I formulated this truism years ago: Anyone who says "I'm not a racist, but..." invariably follows it up with a
racist statement. Australian anti-foreigner politician Pauline Hanson and those who claim she is not a racist
must take the test by completing the sentence: "I am not a racist, I just don't want to share my continent with
blacks and Asians."
Since I know you're curious, yes the water did swirl down the drain in a counter-clockwise motion, four trials out
of five. Although, I could force it to go the opposite way with my hands. Obviously this is not definitive and calls
for more experimentation, but there were people waiting in line for the shower, and I don't think they would have
approved my research! My final observation about the Australian people is that bad spelling is endemic, even by
US standards. In particular, there seems to be an insistence to use an apostrophe to form the possessive "its"

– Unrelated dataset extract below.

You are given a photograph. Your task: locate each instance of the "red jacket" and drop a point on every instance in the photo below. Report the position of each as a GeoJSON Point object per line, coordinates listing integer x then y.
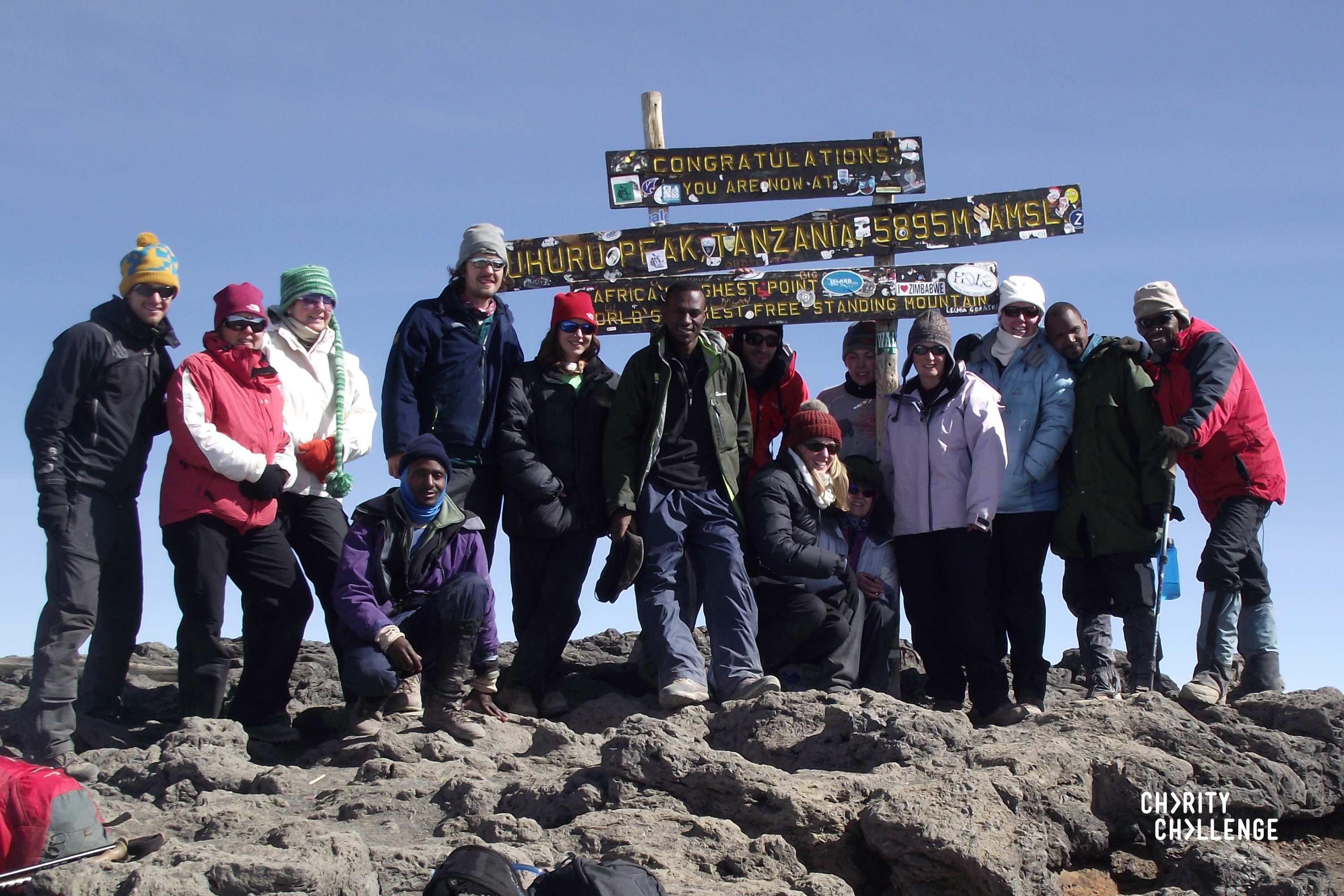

(as in "a lion and it's cubs" sic), even in professionally printed signs. I also saw many apostrophes in simple
plural nouns, giving us "Our chef's are..." (sic) and "These premise's" (sic). Dan Quayle would feel right at
home. {So would George Bush!--Editor}
On the road leading up to Uluru stands a visitors' centre, offering teasing bits of information on the lifestyle and
legends of the aborigines, but leaving more untold than told. We learn that the rock is for them a monument--
every crack and gully a record of spear wounds and fallen shields, commemorating epic battles between mythic
super heroes of "dreamtime." Even here their private nature is manifested--random photographs are papered
over with the explanation that the individuals photographed are recently deceased, and the community doesn't
wish their likenesses shown. The aborigines are conspicuous for their absence; their communities are off-limits
to visitors, and in the event that we do see any, we are respectfully asked not to photograph them.
The bombshell came near the end of the exhibit, in a subtle and tastefully-worded sign; that they, themselves
consider Uluru a sacred place, which they don't climb; that as long as I'm here I might as well take photos and
walk around the perimeter; but that they would very much appreciate it if I decided not to climb it.
I came halfway around the world. I spent a lifetime preparing for this moment. In the end, I decided not to
climb it, and I just walked around the outside instead. They asked me not to climb their rock, and once I got
there, I knew exactly how they felt. If it had been my rock, I wouldn't want anyone climbing on it either.